For things I want to persist, I choose the former–public and persistent. That is the whole thing. There is no drama here. There are no politics here. There is no bad guy.
This month marks one year since I deleted my Facebook and Instagram accounts. Not deactivated…actually deleted. Gone. If you’re looking for a dramatic exit story, I’m sorry to say you’ll be disappointed. This was not a statement about privacy, politics, or algorithmic manipulation. The truth was simpler: Facebook had become less interested in connecting me with the people with whom I was there to connect. But that is Facebook’s prerogative to do so as it’s their platform. Leaving was mine.
But this essay is not about Meta or Facebook. It’s not about social media. It is about where things live. That is a less interesting topic, which is the point.
I have had some sort of blog for nearly two decades now. The early years were lost to a WordPress update gone awry in 2014, which is its own lesson about persistence and backups. The middle years are being curated. But in the past couple of years, I have returned to blogging with a clearer purpose: I want what I write to stick around.
The historical record is not an argument. It is the record. Geocities is gone. MySpace is a husk. Vine is a memory. Google+ was a punchline before it was a shutdown notice. Twitter became something else entirely. These are not predictions about current platforms nor are they accusations: they are observations about what has happened, repeatedly, for as long as platforms have existed.

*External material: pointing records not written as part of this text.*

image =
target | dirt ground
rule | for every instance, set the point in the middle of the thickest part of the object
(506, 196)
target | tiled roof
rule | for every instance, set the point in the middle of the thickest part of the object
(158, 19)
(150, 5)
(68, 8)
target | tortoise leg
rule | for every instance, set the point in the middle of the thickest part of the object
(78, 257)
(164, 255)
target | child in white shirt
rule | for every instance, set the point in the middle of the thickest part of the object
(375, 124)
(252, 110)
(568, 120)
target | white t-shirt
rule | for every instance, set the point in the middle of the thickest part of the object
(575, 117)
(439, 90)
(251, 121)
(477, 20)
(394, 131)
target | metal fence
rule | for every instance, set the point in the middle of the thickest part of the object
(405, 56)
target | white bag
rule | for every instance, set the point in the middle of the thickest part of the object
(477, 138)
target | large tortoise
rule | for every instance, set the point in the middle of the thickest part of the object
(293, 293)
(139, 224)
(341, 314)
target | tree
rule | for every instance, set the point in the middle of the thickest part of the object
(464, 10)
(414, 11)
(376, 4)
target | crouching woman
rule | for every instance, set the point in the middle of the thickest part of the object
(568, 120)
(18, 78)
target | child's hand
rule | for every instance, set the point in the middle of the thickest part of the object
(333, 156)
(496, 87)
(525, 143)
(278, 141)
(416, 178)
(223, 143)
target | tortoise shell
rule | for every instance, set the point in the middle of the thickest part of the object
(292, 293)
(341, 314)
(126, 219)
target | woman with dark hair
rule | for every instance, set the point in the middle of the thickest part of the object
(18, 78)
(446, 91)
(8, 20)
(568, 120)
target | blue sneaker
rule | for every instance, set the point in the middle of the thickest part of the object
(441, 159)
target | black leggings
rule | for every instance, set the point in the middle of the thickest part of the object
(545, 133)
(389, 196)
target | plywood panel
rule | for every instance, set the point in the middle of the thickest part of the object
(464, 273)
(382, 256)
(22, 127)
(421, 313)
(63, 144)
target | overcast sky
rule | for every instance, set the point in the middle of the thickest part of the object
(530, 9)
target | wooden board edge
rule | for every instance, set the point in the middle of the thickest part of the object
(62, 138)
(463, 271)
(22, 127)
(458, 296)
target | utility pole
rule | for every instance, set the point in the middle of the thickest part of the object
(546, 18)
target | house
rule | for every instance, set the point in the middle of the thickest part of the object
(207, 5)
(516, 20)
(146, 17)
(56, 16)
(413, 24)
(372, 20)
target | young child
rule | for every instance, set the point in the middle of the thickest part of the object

Platforms are transient. The question is not if they will last, but whether what you put on them is also transient.
In 2018, I shared a few observations about platform fragility. A platform I had used suspended my (then mothballed) account on that platform, apparently caught up in an automated sweep by accident.
When you create content, unless you’re hosting it on a platform that’s wholly under your control, there’s no guarantee that it will be out there in the future. That should give everyone pause.
That turned out to be far more prescient than I intended. But even that framing is too dramatic. The real lesson is much more mundane and boring: things disappear. Keep backups.
What does infrastructure you control actually look like?
For me, it’s simple. This blog is content and infrastructure I control, which is portable and backed up. If any piece of the chain failed tomorrow, I can stand up a replacement within 12 hours. If I change platforms, the content migrates. The words are not trapped in a proprietary database or gated behind a login. They are text files with URLs.
I spent six weeks building a custom content management system (CMS) for this site, which I documented. This sounds like overkill (and perhaps it is…if it’s worth doing, it’s worth overdoing) until you remember the goal was not impressive architecture. It is boring persistence.
That is the frame I keep coming back to: boring.
Backups are boring. That is the entire point of backups. You do not want excitement in your backup strategy. You want your backups to sit there, unnoticed, until the day you need them–and then you want them to work.
A blog, in this framing, is a backup of your public thinking. Social media is exciting, dynamic, optimized for engagement. It’s also ephemeral, platform-dependent, and not yours. A blog is boring. It is persistent, portable, yours.
This is not ideology. This is not a political statement. This is not me raging against the Algorithm™. This is infrastructure planning. The same logic I apply to any important data personally or at work is what I apply here: keep copies, control the format, and do not depend on a single provider’s continued goodwill.
I apply the same thinking to my team at work. I apply this to my files. Why would I not apply it to the things I write?
There is no argument here, really. There is no statement, no polemics, no “bad guys”. This is just IT maintenance.
One year in, this boring thing is still here. The exciting things continue to churn.
A year ago, I closed an essay with this line: “The Internet is what you want it to be. Make it good.”
I still believe that. But I would add a coda now:
“The internet is what you want it to be. I want mine to be boring.”